Childhood central nervous system lupus; longitudinal assessment using single photon emission computed tomography.

OBJECTIVE: Neuropsychiatric manifestations in children with systemic lupus erythematosus (SLE) occur in 30-60% of patients during the course of disease. Unlike other manifestations of childhood SLE, few laboratory studies and imaging modalities aid in the diagnosis of central nervous system (CNS) lupus. We and others have reported the usefulness of single photon emission computed tomography (SPECT) in the initial assessment of cerebral blood flow in children with active CNS involvement. We extend these observations to longterm followup using the SPECT scan to determine its usefulness in the subsequent course of CNS lupus in children.

METHODS: Eleven children who developed CNS disease and fulfilled the classification criteria for SLE were included in an open pilot study. The patients were followed up to 3.5 years and presented with CNS manifestations: encephalopathy with or without grand mal seizures (N = 4), focal seizures with depression or hallucinations (N = 3), optic neuritis with transverse myelitis (N = 2), and psychosis with audiovisual hallucinations (N = 2). Initially, all children had lumbar puncture, SPECT, and serologic testing; 9 children had electroencephalogram (EEG), 7 had computerized tomography (CT), and 10 had magnetic resonance imaging (MRI). SPECT was repeated in 7 patients 1-4 months after the initial CNS event and thereafter in 10 patients annually.

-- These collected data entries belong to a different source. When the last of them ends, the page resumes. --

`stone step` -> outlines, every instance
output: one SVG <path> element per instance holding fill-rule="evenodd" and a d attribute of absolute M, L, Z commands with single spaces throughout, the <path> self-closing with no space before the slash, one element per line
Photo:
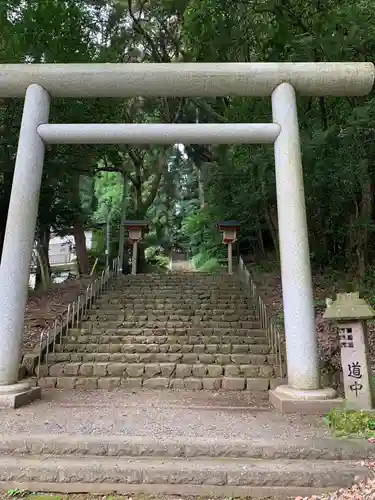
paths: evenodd
<path fill-rule="evenodd" d="M 100 310 L 100 311 L 108 311 L 111 312 L 115 308 L 118 309 L 127 309 L 127 310 L 161 310 L 161 311 L 173 311 L 175 314 L 182 315 L 190 315 L 194 314 L 255 314 L 253 307 L 250 304 L 238 304 L 233 301 L 232 303 L 227 302 L 206 302 L 202 303 L 202 301 L 196 301 L 195 303 L 191 302 L 182 302 L 182 301 L 153 301 L 153 300 L 143 300 L 143 301 L 129 301 L 126 298 L 119 299 L 118 301 L 112 303 L 99 303 L 95 304 L 91 309 L 92 312 Z M 223 310 L 224 308 L 224 310 Z M 90 311 L 90 312 L 91 312 Z"/>
<path fill-rule="evenodd" d="M 83 329 L 88 329 L 90 332 L 96 329 L 98 332 L 108 331 L 115 329 L 116 331 L 128 329 L 143 329 L 143 330 L 165 330 L 165 331 L 199 331 L 201 335 L 209 334 L 214 330 L 221 330 L 222 332 L 235 333 L 237 331 L 243 331 L 243 335 L 247 335 L 250 331 L 259 330 L 260 323 L 258 321 L 190 321 L 189 323 L 184 323 L 183 321 L 161 321 L 158 320 L 144 320 L 138 318 L 137 320 L 126 320 L 126 321 L 84 321 L 82 323 Z M 245 333 L 248 332 L 248 333 Z M 242 335 L 240 333 L 240 335 Z"/>
<path fill-rule="evenodd" d="M 85 316 L 85 321 L 133 321 L 137 319 L 144 319 L 147 321 L 181 321 L 183 323 L 191 323 L 191 322 L 206 322 L 206 321 L 254 321 L 254 315 L 253 314 L 221 314 L 218 315 L 217 313 L 211 313 L 211 314 L 194 314 L 192 313 L 191 315 L 187 316 L 182 316 L 179 314 L 174 313 L 173 311 L 165 311 L 163 309 L 161 310 L 156 310 L 156 309 L 150 309 L 150 310 L 139 310 L 139 311 L 134 311 L 134 310 L 118 310 L 118 311 L 111 311 L 110 313 L 108 312 L 103 312 L 97 310 L 94 312 L 89 312 Z"/>
<path fill-rule="evenodd" d="M 126 293 L 127 291 L 172 291 L 175 290 L 177 292 L 187 291 L 191 293 L 206 293 L 206 294 L 225 294 L 225 293 L 233 293 L 240 294 L 246 290 L 246 287 L 242 286 L 239 283 L 233 283 L 229 285 L 225 285 L 223 283 L 114 283 L 108 290 L 108 292 L 112 293 L 115 291 L 120 291 L 122 293 Z"/>
<path fill-rule="evenodd" d="M 52 355 L 51 355 L 52 356 Z M 55 355 L 56 356 L 56 355 Z M 116 354 L 114 355 L 116 356 Z M 275 376 L 274 366 L 276 360 L 270 359 L 267 364 L 266 356 L 257 355 L 254 363 L 244 359 L 242 364 L 234 361 L 234 356 L 249 356 L 241 354 L 219 354 L 212 363 L 202 363 L 200 360 L 207 354 L 154 354 L 159 361 L 152 361 L 146 356 L 152 354 L 123 354 L 125 361 L 114 362 L 61 362 L 48 366 L 48 375 L 51 377 L 79 376 L 83 377 L 124 377 L 124 378 L 187 378 L 187 377 L 261 377 L 272 378 Z M 180 356 L 176 360 L 176 356 Z M 159 358 L 158 358 L 159 357 Z M 174 360 L 173 360 L 174 359 Z M 161 361 L 163 360 L 163 361 Z M 172 361 L 173 360 L 173 361 Z M 206 360 L 208 361 L 208 360 Z M 231 364 L 232 363 L 232 364 Z"/>
<path fill-rule="evenodd" d="M 85 366 L 83 367 L 83 365 Z M 220 365 L 211 366 L 212 368 L 210 365 L 182 364 L 172 367 L 170 364 L 162 365 L 160 363 L 159 366 L 126 363 L 58 363 L 49 367 L 45 365 L 41 366 L 41 378 L 38 384 L 42 388 L 56 387 L 57 389 L 81 389 L 88 391 L 95 389 L 112 390 L 121 387 L 126 389 L 184 389 L 189 391 L 218 391 L 220 389 L 224 391 L 247 390 L 259 393 L 268 391 L 271 388 L 272 382 L 275 381 L 276 383 L 278 380 L 276 377 L 246 378 L 245 376 L 226 377 L 223 375 L 216 377 L 197 375 L 193 377 L 192 375 L 188 375 L 189 373 L 193 373 L 193 368 L 197 374 L 202 374 L 204 369 L 206 369 L 207 373 L 224 371 L 224 367 Z M 231 367 L 235 368 L 233 365 Z M 225 367 L 225 369 L 228 371 L 231 367 Z M 44 373 L 46 368 L 48 368 L 50 373 L 52 372 L 51 375 Z M 252 370 L 251 365 L 244 366 L 242 372 L 244 373 L 246 369 L 250 372 Z M 67 370 L 70 374 L 66 373 Z M 85 376 L 75 373 L 77 371 L 83 372 L 84 370 L 87 372 L 91 370 L 95 374 L 101 372 L 103 375 Z M 142 370 L 143 375 L 141 375 Z M 128 376 L 128 373 L 134 375 Z"/>
<path fill-rule="evenodd" d="M 90 309 L 88 312 L 89 313 L 95 313 L 96 311 L 99 311 L 102 314 L 113 314 L 119 310 L 130 310 L 130 311 L 141 311 L 144 312 L 145 310 L 152 309 L 152 310 L 161 310 L 161 311 L 170 311 L 171 314 L 181 314 L 183 316 L 190 316 L 191 314 L 196 314 L 196 315 L 201 315 L 201 314 L 223 314 L 223 309 L 218 308 L 216 304 L 209 304 L 210 307 L 207 308 L 202 308 L 201 304 L 199 304 L 199 307 L 196 306 L 186 306 L 185 304 L 182 304 L 179 307 L 175 307 L 173 304 L 170 303 L 160 303 L 160 302 L 155 302 L 155 303 L 142 303 L 142 304 L 129 304 L 127 301 L 124 301 L 123 304 L 102 304 L 101 306 L 94 306 L 92 309 Z M 236 306 L 236 307 L 226 307 L 225 308 L 225 314 L 251 314 L 253 317 L 255 317 L 255 313 L 251 308 L 249 308 L 247 305 L 244 305 L 242 307 Z"/>
<path fill-rule="evenodd" d="M 106 344 L 102 344 L 106 345 Z M 120 344 L 113 344 L 118 347 Z M 111 347 L 111 346 L 110 346 Z M 130 347 L 132 347 L 130 345 Z M 169 347 L 169 346 L 168 346 Z M 204 347 L 204 346 L 202 346 Z M 277 357 L 274 354 L 208 354 L 208 353 L 182 353 L 182 352 L 107 352 L 86 353 L 77 349 L 76 353 L 59 352 L 48 356 L 49 363 L 59 362 L 97 362 L 111 361 L 121 363 L 200 363 L 203 365 L 274 365 Z M 254 370 L 256 372 L 256 370 Z M 256 377 L 257 374 L 254 375 Z"/>
<path fill-rule="evenodd" d="M 1 456 L 5 489 L 55 493 L 288 498 L 351 486 L 368 471 L 354 461 Z"/>
<path fill-rule="evenodd" d="M 199 353 L 199 354 L 270 354 L 271 348 L 266 344 L 78 344 L 74 343 L 76 351 L 80 353 Z M 71 348 L 64 351 L 66 346 L 72 344 L 56 345 L 57 353 L 70 355 Z M 60 361 L 65 361 L 60 358 Z M 77 361 L 77 360 L 76 360 Z"/>
<path fill-rule="evenodd" d="M 367 460 L 375 459 L 375 447 L 365 439 L 330 437 L 272 438 L 261 442 L 176 436 L 67 435 L 17 433 L 2 435 L 0 455 L 85 455 L 108 457 L 253 458 L 266 460 Z"/>
<path fill-rule="evenodd" d="M 117 328 L 110 328 L 107 326 L 95 328 L 82 328 L 82 329 L 69 329 L 69 335 L 67 337 L 85 337 L 81 338 L 80 342 L 91 342 L 87 337 L 106 337 L 106 336 L 129 336 L 129 335 L 143 335 L 143 336 L 173 336 L 178 337 L 180 335 L 184 337 L 200 337 L 206 339 L 207 337 L 258 337 L 266 338 L 266 333 L 260 328 L 162 328 L 146 326 L 142 328 L 124 328 L 121 324 Z M 112 335 L 113 334 L 113 335 Z M 65 337 L 65 338 L 67 338 Z M 95 343 L 95 340 L 93 341 Z M 209 343 L 209 342 L 208 342 Z M 216 344 L 217 342 L 212 342 Z M 234 342 L 236 343 L 236 342 Z"/>
<path fill-rule="evenodd" d="M 246 292 L 246 288 L 235 284 L 233 286 L 222 286 L 218 287 L 215 284 L 208 283 L 207 285 L 186 285 L 185 283 L 176 283 L 176 284 L 150 284 L 150 285 L 135 285 L 132 284 L 129 286 L 128 284 L 114 284 L 114 286 L 110 287 L 107 291 L 109 295 L 113 294 L 123 294 L 123 295 L 136 295 L 136 294 L 152 294 L 152 293 L 173 293 L 175 292 L 177 295 L 183 296 L 186 292 L 187 294 L 192 295 L 233 295 L 233 296 L 241 296 Z"/>
<path fill-rule="evenodd" d="M 211 288 L 215 290 L 222 289 L 238 289 L 243 287 L 243 283 L 239 280 L 187 280 L 183 277 L 181 279 L 160 279 L 160 280 L 119 280 L 114 283 L 115 286 L 119 286 L 121 288 L 141 288 L 141 287 L 184 287 L 184 288 Z"/>
<path fill-rule="evenodd" d="M 160 295 L 160 294 L 158 294 Z M 180 307 L 192 308 L 215 308 L 215 303 L 219 302 L 221 304 L 230 304 L 231 307 L 251 307 L 251 299 L 246 295 L 238 295 L 234 298 L 228 297 L 211 297 L 207 294 L 200 294 L 196 297 L 189 293 L 178 293 L 171 292 L 169 296 L 155 296 L 154 293 L 150 292 L 147 295 L 135 294 L 133 292 L 128 293 L 118 293 L 113 292 L 110 294 L 106 292 L 97 299 L 98 304 L 112 304 L 112 303 L 126 303 L 129 305 L 144 305 L 144 304 L 164 304 L 173 305 L 180 304 Z M 220 306 L 221 307 L 221 306 Z"/>
<path fill-rule="evenodd" d="M 215 283 L 217 285 L 231 285 L 241 283 L 238 275 L 228 273 L 220 274 L 203 274 L 203 273 L 179 273 L 172 272 L 167 274 L 126 274 L 119 276 L 116 279 L 118 283 L 132 282 L 133 284 L 140 283 L 164 283 L 164 282 L 184 282 L 184 283 Z"/>
<path fill-rule="evenodd" d="M 199 300 L 205 302 L 214 302 L 214 301 L 232 301 L 235 302 L 240 300 L 240 303 L 247 303 L 248 298 L 245 295 L 245 292 L 238 291 L 237 293 L 213 293 L 213 292 L 190 292 L 189 290 L 181 290 L 179 289 L 170 289 L 170 290 L 161 290 L 161 289 L 150 289 L 150 290 L 135 290 L 131 288 L 124 292 L 119 292 L 118 290 L 114 290 L 112 292 L 107 292 L 105 295 L 105 299 L 129 299 L 129 300 L 172 300 L 181 301 L 185 303 L 189 302 L 197 302 Z"/>
<path fill-rule="evenodd" d="M 178 297 L 176 294 L 171 295 L 170 297 L 155 297 L 151 293 L 149 296 L 140 296 L 140 295 L 129 295 L 127 293 L 123 294 L 105 294 L 97 299 L 97 304 L 108 304 L 109 306 L 112 304 L 170 304 L 175 307 L 197 307 L 197 308 L 209 308 L 215 307 L 215 304 L 226 305 L 227 307 L 230 305 L 231 307 L 251 307 L 251 302 L 249 299 L 244 296 L 236 297 L 234 299 L 227 298 L 210 298 L 206 299 L 204 297 L 192 298 L 188 294 Z"/>
<path fill-rule="evenodd" d="M 264 345 L 267 344 L 266 337 L 262 336 L 235 336 L 235 335 L 207 335 L 205 337 L 197 335 L 80 335 L 63 337 L 62 344 L 67 351 L 68 346 L 72 346 L 72 350 L 77 349 L 79 345 L 96 345 L 96 344 L 189 344 L 189 345 L 227 345 L 227 344 L 248 344 L 248 345 Z M 56 345 L 58 348 L 59 345 Z"/>

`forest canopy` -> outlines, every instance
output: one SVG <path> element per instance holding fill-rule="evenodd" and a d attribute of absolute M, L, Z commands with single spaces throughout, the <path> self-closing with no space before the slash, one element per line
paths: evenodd
<path fill-rule="evenodd" d="M 372 61 L 369 0 L 7 0 L 0 4 L 0 63 Z M 0 244 L 22 101 L 0 101 Z M 364 276 L 373 264 L 375 99 L 299 97 L 312 263 Z M 270 99 L 59 99 L 53 122 L 271 121 Z M 51 232 L 74 234 L 121 217 L 148 218 L 147 255 L 189 249 L 202 262 L 223 251 L 215 222 L 241 222 L 244 251 L 277 254 L 271 146 L 51 146 L 36 240 L 49 270 Z M 81 243 L 79 243 L 81 242 Z M 104 240 L 99 251 L 104 251 Z M 198 256 L 198 257 L 197 257 Z"/>

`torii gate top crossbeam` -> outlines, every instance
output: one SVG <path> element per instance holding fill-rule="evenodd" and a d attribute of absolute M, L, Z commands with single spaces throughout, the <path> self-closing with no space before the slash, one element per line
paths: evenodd
<path fill-rule="evenodd" d="M 32 83 L 52 97 L 270 96 L 282 82 L 302 95 L 363 96 L 372 63 L 1 64 L 0 98 L 24 97 Z"/>

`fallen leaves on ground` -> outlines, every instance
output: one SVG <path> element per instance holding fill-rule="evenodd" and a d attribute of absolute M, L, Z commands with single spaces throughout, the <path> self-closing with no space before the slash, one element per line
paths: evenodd
<path fill-rule="evenodd" d="M 82 293 L 89 279 L 68 279 L 56 283 L 45 293 L 31 293 L 26 305 L 23 351 L 30 352 L 38 344 L 43 329 L 52 327 L 70 302 Z"/>
<path fill-rule="evenodd" d="M 248 265 L 252 271 L 254 266 Z M 259 268 L 258 268 L 259 269 Z M 282 318 L 283 300 L 281 288 L 280 268 L 275 265 L 274 269 L 266 272 L 257 271 L 254 274 L 255 283 L 259 292 L 269 307 L 269 312 L 273 317 Z M 335 299 L 337 292 L 345 291 L 343 277 L 331 278 L 326 274 L 316 274 L 313 276 L 313 294 L 315 301 L 315 316 L 318 349 L 321 367 L 329 365 L 332 371 L 341 372 L 340 345 L 337 327 L 323 319 L 326 309 L 325 299 L 330 297 Z M 368 341 L 370 350 L 370 361 L 372 371 L 375 372 L 375 322 L 368 322 Z"/>
<path fill-rule="evenodd" d="M 311 497 L 297 497 L 296 500 L 374 500 L 375 498 L 375 462 L 363 462 L 372 472 L 367 481 L 360 481 L 351 488 L 341 488 L 334 493 L 313 495 Z"/>

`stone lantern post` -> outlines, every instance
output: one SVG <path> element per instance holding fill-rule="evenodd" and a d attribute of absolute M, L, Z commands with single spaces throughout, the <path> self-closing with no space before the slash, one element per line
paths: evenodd
<path fill-rule="evenodd" d="M 346 405 L 352 410 L 371 410 L 374 390 L 366 321 L 375 311 L 358 292 L 339 293 L 335 301 L 327 299 L 326 304 L 324 319 L 335 321 L 339 328 Z"/>
<path fill-rule="evenodd" d="M 148 221 L 145 220 L 124 221 L 124 226 L 129 231 L 129 240 L 133 245 L 132 274 L 137 274 L 138 243 L 143 238 L 144 233 L 147 232 L 148 224 Z"/>
<path fill-rule="evenodd" d="M 233 274 L 233 252 L 232 245 L 237 240 L 237 231 L 240 229 L 240 223 L 230 220 L 217 223 L 219 231 L 223 233 L 223 243 L 228 245 L 228 274 Z"/>

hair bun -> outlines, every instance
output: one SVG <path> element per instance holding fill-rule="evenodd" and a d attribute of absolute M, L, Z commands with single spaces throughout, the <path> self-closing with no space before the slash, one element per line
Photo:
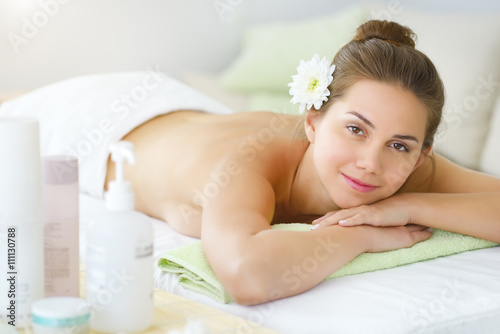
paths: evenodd
<path fill-rule="evenodd" d="M 355 41 L 368 41 L 370 39 L 380 39 L 394 45 L 406 45 L 415 48 L 417 36 L 408 27 L 396 22 L 371 20 L 356 30 Z"/>

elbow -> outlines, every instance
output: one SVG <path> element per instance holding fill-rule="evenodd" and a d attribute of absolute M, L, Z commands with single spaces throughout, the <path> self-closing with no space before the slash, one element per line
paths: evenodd
<path fill-rule="evenodd" d="M 255 288 L 249 287 L 235 287 L 230 289 L 229 294 L 236 304 L 239 305 L 258 305 L 265 303 L 267 300 L 264 298 L 264 294 L 260 293 Z"/>
<path fill-rule="evenodd" d="M 264 265 L 256 260 L 238 261 L 226 277 L 225 287 L 239 305 L 257 305 L 272 300 L 270 280 L 266 278 Z"/>

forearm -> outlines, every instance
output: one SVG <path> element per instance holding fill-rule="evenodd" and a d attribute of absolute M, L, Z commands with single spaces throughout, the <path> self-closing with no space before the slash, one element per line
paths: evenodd
<path fill-rule="evenodd" d="M 367 249 L 363 227 L 332 226 L 321 231 L 265 230 L 244 245 L 234 291 L 250 287 L 252 296 L 236 300 L 256 304 L 307 291 Z M 246 285 L 235 286 L 236 284 Z M 235 296 L 233 295 L 233 298 Z"/>
<path fill-rule="evenodd" d="M 404 194 L 411 222 L 500 242 L 500 192 Z"/>

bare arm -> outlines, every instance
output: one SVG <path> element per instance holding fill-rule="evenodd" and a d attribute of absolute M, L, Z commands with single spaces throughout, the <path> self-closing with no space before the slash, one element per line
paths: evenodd
<path fill-rule="evenodd" d="M 301 293 L 365 251 L 409 247 L 430 236 L 415 226 L 271 230 L 274 201 L 264 178 L 243 172 L 203 210 L 202 243 L 208 261 L 239 304 Z"/>
<path fill-rule="evenodd" d="M 500 243 L 500 191 L 404 194 L 411 222 Z"/>
<path fill-rule="evenodd" d="M 411 220 L 500 242 L 500 179 L 435 156 L 429 193 L 406 194 Z"/>

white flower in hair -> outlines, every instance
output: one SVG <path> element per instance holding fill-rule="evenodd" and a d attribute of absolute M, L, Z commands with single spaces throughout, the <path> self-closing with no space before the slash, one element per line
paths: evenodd
<path fill-rule="evenodd" d="M 293 82 L 289 83 L 290 95 L 293 104 L 300 103 L 300 112 L 311 109 L 319 109 L 323 101 L 328 100 L 330 91 L 328 86 L 333 80 L 335 65 L 330 66 L 325 57 L 319 59 L 317 54 L 309 61 L 300 61 L 297 74 L 292 75 Z"/>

RESULTS: At the time of the initial CNS event, 9/11 children (82%) had normal results for lumbar puncture, 7/9 (78%) for EEG, 5/7 (71%) for CT, and 6/10 (60%) for MRI. All patients (100%) had diffusely abnormal SPECT: In addition, 5/11 (45%) tested positive for IgG antibodies to cardiolipin and dsDNA, and 4/11 (36%) had antibodies to Sm. In 5/7 children whose SPECT was repeated 1 to 4 months after the CNS event, additional perfusion defects were documented compared with initial SPECT: During the subsequent 1-3.5 years and concomitant with treatment, CNS manifestations resolved clinically, but none of the SPECT scans became normal. Perfusion defects improved over time in 4 patients and worsened in 6.

CONCLUSION: SPECT scan remains a sensitive tool during initial CNS events in children with CNS lupus documenting the presence of damage during short term followup of 1-4 months. However, during longterm followup abnormalities documented by SPECT no longer correlate with the patient's clinical course, limiting the usefulness of SPECT as a clinical tool in children who recover from CNS disease.